[(175)] Appreciation of beautiful color grows by exercise and discrimination, just as naturally as fine perception of music or literature. Each is an outlet for the expression of taste,—a language which may be used clumsily or with skill.
[(176)] As color perception becomes finer, it discards the more crude and violent contrasts. A child revels in strong chromas, but the mark of a colorist is ability to employ low chroma without impoverishing the color effect. As a boy’s shrieks and groans can be tempered to musical utterance, so his debauches in violent red, green, and purple must be replaced by tempered hues.
[(177)] Raphael, Titian, Velasquez, Corot, Chavannes, and Whistler are masters in the use of gray. Personal bias may lead one colorist a little more toward warm colors, and another slightly toward the cool field, in each case attaining a sense of harmonious balance by tempered degrees of value and chroma.[33]

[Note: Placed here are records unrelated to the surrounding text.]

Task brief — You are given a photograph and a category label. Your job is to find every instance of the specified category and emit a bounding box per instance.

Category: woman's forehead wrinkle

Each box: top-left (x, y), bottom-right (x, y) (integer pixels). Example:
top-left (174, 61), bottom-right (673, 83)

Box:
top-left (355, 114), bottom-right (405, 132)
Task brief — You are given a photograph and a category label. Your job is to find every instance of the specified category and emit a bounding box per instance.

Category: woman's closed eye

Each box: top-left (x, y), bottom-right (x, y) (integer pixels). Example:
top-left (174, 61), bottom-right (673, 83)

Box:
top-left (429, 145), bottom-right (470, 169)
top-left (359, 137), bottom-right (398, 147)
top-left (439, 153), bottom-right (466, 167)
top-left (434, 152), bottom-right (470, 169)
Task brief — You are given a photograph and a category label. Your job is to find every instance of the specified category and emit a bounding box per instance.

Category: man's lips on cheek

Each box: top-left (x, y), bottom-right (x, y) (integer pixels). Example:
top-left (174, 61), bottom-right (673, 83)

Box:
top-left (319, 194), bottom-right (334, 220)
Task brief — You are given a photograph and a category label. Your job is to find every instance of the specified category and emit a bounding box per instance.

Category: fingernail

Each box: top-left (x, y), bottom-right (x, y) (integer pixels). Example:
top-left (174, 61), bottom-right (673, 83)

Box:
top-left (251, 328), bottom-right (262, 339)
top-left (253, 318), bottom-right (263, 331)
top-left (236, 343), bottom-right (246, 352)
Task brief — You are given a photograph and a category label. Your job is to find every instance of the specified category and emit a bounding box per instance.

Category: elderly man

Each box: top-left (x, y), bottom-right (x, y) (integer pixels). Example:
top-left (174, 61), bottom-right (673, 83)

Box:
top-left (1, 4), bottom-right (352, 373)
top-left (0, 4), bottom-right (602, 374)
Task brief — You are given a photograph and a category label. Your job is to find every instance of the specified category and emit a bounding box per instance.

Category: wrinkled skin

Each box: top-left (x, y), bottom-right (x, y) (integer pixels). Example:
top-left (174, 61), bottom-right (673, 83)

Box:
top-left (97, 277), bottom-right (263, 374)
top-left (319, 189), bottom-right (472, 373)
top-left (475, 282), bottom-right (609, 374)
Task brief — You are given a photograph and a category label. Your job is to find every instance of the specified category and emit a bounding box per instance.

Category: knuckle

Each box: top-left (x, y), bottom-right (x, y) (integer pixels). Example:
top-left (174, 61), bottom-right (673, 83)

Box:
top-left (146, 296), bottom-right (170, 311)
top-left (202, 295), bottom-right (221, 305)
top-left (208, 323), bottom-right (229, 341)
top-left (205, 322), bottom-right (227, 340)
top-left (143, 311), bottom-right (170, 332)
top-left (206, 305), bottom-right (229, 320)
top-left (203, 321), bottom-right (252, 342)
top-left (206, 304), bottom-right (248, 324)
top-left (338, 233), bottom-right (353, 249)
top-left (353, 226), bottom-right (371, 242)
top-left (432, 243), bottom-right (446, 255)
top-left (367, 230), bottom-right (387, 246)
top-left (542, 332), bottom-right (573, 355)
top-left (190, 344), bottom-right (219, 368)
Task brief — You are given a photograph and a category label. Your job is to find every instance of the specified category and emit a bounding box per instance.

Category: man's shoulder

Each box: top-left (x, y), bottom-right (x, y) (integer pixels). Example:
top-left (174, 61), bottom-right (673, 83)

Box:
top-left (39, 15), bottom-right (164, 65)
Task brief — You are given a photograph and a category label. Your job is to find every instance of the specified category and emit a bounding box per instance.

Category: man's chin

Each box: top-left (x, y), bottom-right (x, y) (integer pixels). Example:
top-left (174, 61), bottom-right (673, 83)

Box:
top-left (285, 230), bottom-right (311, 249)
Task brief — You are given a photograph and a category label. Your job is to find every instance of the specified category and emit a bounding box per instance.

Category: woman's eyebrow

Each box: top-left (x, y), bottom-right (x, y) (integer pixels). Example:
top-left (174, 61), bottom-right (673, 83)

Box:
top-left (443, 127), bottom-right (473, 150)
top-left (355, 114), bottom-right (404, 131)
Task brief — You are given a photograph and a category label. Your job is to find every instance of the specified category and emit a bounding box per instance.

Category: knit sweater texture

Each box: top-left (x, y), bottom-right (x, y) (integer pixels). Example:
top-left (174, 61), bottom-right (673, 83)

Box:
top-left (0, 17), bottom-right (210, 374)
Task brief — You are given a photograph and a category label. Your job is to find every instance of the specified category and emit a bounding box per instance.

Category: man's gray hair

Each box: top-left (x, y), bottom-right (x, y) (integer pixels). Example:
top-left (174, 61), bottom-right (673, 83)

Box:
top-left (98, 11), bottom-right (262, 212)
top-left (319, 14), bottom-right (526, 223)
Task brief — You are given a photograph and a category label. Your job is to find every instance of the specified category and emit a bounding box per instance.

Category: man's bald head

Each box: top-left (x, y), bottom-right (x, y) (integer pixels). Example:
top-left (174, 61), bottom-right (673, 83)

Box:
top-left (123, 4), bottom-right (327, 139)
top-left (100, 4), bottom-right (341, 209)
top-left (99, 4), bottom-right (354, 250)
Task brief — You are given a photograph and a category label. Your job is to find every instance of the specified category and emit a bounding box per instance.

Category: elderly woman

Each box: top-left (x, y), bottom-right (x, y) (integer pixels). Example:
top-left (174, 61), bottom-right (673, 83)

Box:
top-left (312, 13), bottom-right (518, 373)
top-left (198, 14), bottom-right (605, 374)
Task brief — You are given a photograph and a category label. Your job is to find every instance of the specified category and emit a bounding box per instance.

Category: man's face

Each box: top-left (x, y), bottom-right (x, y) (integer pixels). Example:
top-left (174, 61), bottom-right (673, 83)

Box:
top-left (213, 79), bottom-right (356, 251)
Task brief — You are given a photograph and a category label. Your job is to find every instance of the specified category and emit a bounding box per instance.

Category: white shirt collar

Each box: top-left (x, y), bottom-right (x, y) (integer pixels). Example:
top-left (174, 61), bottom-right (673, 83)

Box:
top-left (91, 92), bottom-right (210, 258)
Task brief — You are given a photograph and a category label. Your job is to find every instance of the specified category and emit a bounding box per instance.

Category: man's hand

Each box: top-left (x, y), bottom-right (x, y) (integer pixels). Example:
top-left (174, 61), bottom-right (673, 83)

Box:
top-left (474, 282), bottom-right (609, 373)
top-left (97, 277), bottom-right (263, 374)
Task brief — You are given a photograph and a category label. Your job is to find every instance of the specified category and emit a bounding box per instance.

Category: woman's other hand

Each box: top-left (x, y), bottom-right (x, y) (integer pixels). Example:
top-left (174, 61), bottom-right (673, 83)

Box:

[(178)] It is not claimed that discipline in the use of subtle colors will make another Corot or Velasquez, but it will make for comprehension of their skill. It is grotesque to watch gaudily dressed persons going into ecstasies over the delicate coloring of a Botticelli, when the internal as well as the external evidence is against them.
[(179)] The colors which we choose, not only in personal apparel, but in our rooms and decorations, are mute witnesses to a stage of color perception.
If that perception is trained to finer distinctions, the mind can no longer be content with coarse expression. It begins to feel an incongruity between the “loud” color of the wall paper, bought because it was fashionable, and the quiet hues of the rug, which was a gift from some artistic friend. It sees that, although the furniture is covered with durable and costly materials, their color “swears” at that of the curtains and wood-work. In short, the room has been jumbled together at various periods, without any plan or sense of color design.
[(180)] Good taste demands that a room be furnished, not alone for convenience and comfort, but also with an eye to the beauty of the various objects, so that, instead of confusing and destroying the colors, each may enhance the other. And, when this sense of color harmony is aroused, it selects and arranges the books, the rugs, the lamp shade, the souvenirs of travel and friendship, the wall paper, pictures, and hangings, so that they fit into a color scheme, not only charming to the eye at first glance, but which continues to please the mind as it traces out an intelligent plan, bringing all into general harmony.
[(181)] Nor will this cease when one room has been put to rights. Such a coloristic attitude is not satisfied until the vista into the next apartment is made attractive. Or should there be a suite of rooms, it demands that, with variety in each one, they all be brought into harmonious sequence. Thus the study of color finds immediate and practical use in daily life. It is a needed discipline of color vision, in the sense that geometry is a discipline of the mind, and it also enters into the pleasure and refinement of life at every step. Skill or awkwardness in its use exerts as positive an influence upon us as do the harmonies and discords of sound, and a far more continuous one. It is thought a defect to be unmusical. Should it not be considered a mark of defective cultivation to be insensitive to color?
[(182)] In this slight sketch of color education it has been assumed that we are to deal with those who have normal perceptions. But there are some who inherit or develop various degrees of color-blindness; and a word in their behalf may be opportune.
[(183)] A case of total color-blindness is very rare, but a few are on record. When a child shows deficient color perception,[34] a little care may save him much discomfort, and patient training may correct it. If he mismatches some hues, confuses their names, seems incapable of the finer distinctions of color, study to find the hues which he estimates well, and then help him to venture a little into that field where his perception is at fault. Improvement is pretty sure to follow when this is sympathetically done. One student, who never outgrew the habit of giving a purplish hue to all his work, despite many expedients and the use of various lights and colored objects to correct it, is the single exception among hundreds whom it has been my privilege to watch as they improved their first crude estimates, and gained skill in expressing their sense of Nature’s subtle color.